Le 18 novembre 2020, le salarié saisit la juridiction prud’homale pour dénoncer une rupture abusive de son contrat. Le cœur du litige est simple : le club pouvait-il modifier son affectation sans son accord ? Pour les juges d’appel, la réponse est non. L’analyse du contrat montre que les fonctions de préparateur physique auprès de l’équipe première avaient bien été contractualisées. Les magistrats relèvent notamment que le contrat prévoyait les fameuses primes directement liées aux résultats sportifs de l’équipe, ce qui confirme le rattachement du salarié à l'équipe première. La mutation vers le centre de formation constitue donc une modification du contrat de travail que le salarié pouvait refuser sans commettre de faute.

Autre argument avancé par l’employeur : le salarié avait enregistré certaines discussions avec un dirigeant. Mais aucun enregistrement n’a été produit devant les juges. Impossible, dans ces conditions, d’y voir la preuve d’un comportement déloyal justifiant une faute grave.

Les magistrats examinent aussi les propos tenus par le salarié. Dans un message vocal adressé au directeur général, le préparateur lui reproche son « comportement, qu’il qualifierait de salopard » et fait référence à une « loi du talion ». Les juges reconnaissent que ces propos peuvent être excessifs, mais soulignent qu’ils ont été adressés uniquement à la direction et n’ont pas été diffusés publiquement. Dans ce contexte de tension liée à ce changement de poste imposé, ces paroles ne suffisent pas à caractériser une faute grave.

Pour Henri Guyot, avocat en droit du travail au cabinet ærige, l’affaire rappelle d’abord une règle essentielle : « Un employeur peut modifier les conditions de travail d’un salarié, mais il ne peut pas modifier son contrat sans son accord ». Selon lui, le passage de l’équipe première au centre de formation changeait la nature même des missions : « Dès lors que les fonctions auprès de l’équipe première sont prévues dans le contrat, l’employeur ne peut pas imposer un autre poste sans l’accord du salarié ».

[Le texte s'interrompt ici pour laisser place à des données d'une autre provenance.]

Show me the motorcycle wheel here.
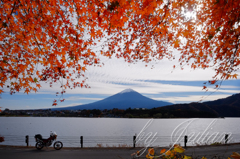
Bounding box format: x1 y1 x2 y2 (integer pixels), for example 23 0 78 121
53 141 63 150
35 142 43 150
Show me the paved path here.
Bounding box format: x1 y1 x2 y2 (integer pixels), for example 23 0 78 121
0 145 240 159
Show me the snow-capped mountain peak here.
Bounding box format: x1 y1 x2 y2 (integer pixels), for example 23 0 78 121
119 88 136 94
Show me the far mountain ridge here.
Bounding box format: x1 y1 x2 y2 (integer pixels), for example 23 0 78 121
53 89 172 110
159 93 240 117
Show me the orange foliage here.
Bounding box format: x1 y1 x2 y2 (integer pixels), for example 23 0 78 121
0 0 240 105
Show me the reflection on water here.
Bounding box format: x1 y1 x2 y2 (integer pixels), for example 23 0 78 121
0 117 240 147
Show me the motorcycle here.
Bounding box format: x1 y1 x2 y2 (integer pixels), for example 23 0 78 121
35 132 63 150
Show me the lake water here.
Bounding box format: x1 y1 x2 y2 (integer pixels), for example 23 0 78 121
0 117 240 147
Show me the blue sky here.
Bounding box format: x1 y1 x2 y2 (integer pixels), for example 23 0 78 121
0 54 240 110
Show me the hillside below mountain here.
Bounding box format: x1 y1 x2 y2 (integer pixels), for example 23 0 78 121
54 89 172 110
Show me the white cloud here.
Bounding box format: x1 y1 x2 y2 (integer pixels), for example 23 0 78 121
153 94 233 103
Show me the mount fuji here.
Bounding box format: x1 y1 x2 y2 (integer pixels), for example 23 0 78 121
53 89 172 110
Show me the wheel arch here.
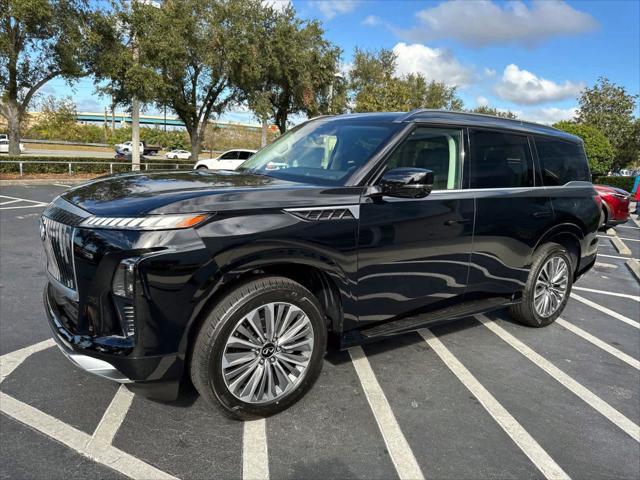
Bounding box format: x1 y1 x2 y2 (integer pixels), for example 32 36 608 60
532 223 584 279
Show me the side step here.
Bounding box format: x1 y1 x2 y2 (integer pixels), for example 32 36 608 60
360 297 514 338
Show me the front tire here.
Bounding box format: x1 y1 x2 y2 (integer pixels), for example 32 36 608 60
509 243 573 327
191 277 327 419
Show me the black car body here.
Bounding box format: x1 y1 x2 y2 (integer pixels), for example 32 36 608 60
41 111 601 414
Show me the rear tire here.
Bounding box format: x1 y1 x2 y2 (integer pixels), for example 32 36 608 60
509 243 574 327
191 277 327 419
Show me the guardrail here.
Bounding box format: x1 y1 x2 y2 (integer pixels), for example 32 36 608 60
0 160 193 176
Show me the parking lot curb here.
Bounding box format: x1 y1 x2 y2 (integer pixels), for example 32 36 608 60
626 258 640 283
610 235 631 255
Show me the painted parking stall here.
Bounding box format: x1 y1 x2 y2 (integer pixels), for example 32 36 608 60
0 185 640 479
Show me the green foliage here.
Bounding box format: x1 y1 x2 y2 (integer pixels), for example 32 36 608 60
349 49 463 112
593 177 635 193
553 121 615 175
469 105 518 120
0 0 88 155
232 1 346 132
0 155 193 175
576 77 638 166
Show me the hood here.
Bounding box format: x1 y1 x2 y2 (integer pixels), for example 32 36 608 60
62 170 359 217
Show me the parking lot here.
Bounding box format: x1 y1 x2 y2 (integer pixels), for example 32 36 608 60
0 182 640 479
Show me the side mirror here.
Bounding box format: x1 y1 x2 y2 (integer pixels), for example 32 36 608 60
380 168 433 198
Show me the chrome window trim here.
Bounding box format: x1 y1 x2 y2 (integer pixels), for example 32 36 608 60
284 205 360 220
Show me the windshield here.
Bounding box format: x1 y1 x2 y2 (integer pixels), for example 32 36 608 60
238 118 401 185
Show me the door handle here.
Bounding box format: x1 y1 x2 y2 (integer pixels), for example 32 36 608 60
531 210 552 218
444 218 471 227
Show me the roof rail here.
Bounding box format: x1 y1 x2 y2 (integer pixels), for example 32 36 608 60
393 108 430 123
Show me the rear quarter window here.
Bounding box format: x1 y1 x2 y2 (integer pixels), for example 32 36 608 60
535 137 591 186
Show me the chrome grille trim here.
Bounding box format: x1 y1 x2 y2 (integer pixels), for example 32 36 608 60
41 216 76 291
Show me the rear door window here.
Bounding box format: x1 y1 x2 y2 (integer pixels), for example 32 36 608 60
470 130 534 188
387 127 462 190
535 137 591 186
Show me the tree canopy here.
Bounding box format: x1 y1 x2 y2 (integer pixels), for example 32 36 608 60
349 49 463 112
553 121 615 175
576 77 638 165
0 0 88 155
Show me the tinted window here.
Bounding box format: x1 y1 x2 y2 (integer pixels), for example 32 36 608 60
387 127 462 190
535 137 591 185
471 131 534 188
220 152 238 160
239 118 402 185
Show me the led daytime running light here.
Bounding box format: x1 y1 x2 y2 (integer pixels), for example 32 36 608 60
80 214 208 230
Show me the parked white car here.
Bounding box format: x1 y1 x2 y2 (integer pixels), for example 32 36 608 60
165 150 191 160
0 139 24 153
193 149 256 170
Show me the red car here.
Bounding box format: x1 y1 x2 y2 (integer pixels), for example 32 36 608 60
593 185 631 227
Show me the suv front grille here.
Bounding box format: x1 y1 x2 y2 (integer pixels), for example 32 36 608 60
40 216 76 290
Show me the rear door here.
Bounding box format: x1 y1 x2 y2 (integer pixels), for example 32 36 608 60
468 129 554 297
356 126 473 326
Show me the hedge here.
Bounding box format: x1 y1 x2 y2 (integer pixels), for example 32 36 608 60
0 155 193 175
593 177 635 192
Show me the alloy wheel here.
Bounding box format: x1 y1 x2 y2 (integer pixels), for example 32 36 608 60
222 302 314 404
533 256 569 318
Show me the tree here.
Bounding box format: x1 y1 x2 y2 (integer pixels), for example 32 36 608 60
469 105 518 120
349 49 463 112
553 121 615 176
0 0 87 155
236 3 346 133
576 77 638 162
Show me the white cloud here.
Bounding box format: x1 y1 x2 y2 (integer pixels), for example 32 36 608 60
476 95 489 107
396 0 598 47
262 0 291 12
309 0 359 20
495 63 584 105
362 15 383 27
513 107 578 125
484 67 497 78
393 42 474 86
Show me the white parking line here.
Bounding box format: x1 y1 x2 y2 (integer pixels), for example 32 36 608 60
571 292 640 328
598 253 629 260
571 285 640 302
0 338 55 383
349 347 424 480
0 392 176 480
598 235 640 242
609 235 631 255
242 418 269 480
556 318 640 370
419 329 569 479
87 385 133 452
475 315 640 442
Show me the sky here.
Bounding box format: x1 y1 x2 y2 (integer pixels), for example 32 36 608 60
44 0 640 123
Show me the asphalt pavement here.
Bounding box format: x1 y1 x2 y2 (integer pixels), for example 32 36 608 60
0 184 640 480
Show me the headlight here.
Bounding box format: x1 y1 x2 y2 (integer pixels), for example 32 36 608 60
111 258 137 298
80 213 209 230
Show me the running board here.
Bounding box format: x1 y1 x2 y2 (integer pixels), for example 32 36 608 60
360 297 514 338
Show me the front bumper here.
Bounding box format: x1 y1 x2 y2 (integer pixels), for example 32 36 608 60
44 283 183 400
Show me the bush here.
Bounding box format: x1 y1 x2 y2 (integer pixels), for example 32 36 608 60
593 176 635 193
0 155 193 175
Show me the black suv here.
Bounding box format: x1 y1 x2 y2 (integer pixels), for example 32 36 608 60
40 110 602 417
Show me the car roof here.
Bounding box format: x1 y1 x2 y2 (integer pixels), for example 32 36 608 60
318 109 582 143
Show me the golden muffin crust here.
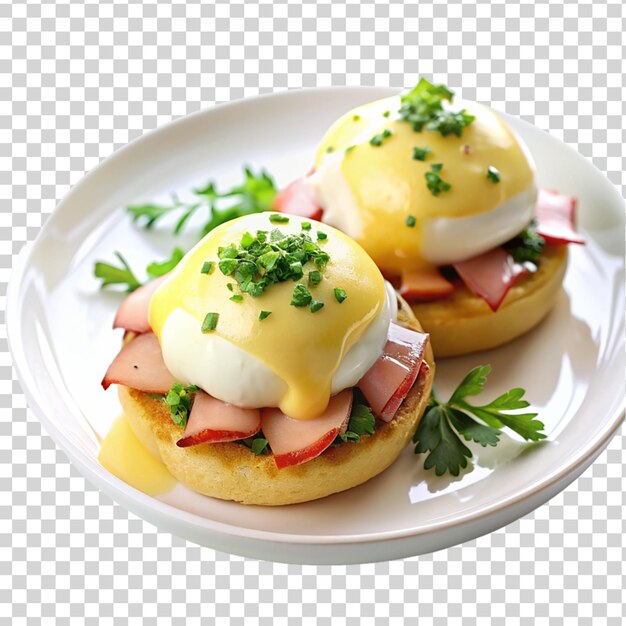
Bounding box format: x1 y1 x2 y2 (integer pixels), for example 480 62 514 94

L’avocat souligne également que les autres griefs invoqués par l’employeur ne suffisaient pas à justifier une rupture anticipée d’un CDD. « Enregistrer une conversation n’est pas automatiquement une faute grave. Tout dépend du contexte et de l’usage qui en est fait. » Même logique pour les propos reprochés au salarié : « Des paroles excessives peuvent constituer une faute, mais pas nécessairement une faute grave lorsqu’elles restent dans un échange privé et qu’elles interviennent dans un contexte de tension avec l’employeur ».

La cour d’appel a donc jugé la rupture anticipée abusive et condamné l’employeur à indemniser le salarié à hauteur de 155 116 euros. Cette somme correspond aux rémunérations qu’il aurait dû percevoir jusqu’au terme de son CDD, soit les salaires restants dus jusqu’au 30 juin 2021. La cour d’appel a également condamné le club à lui verser 2 000 euros au titre des frais de procédure civile. Saisie par l’entreprise, la Cour de cassation a ensuite confirmé cette analyse le 13 novembre 2025 et a condamné le club à verser à l’ex-préparateur 3 000 euros supplémentaires au même titre. Au total, le salarié a donc obtenu 160 116 euros.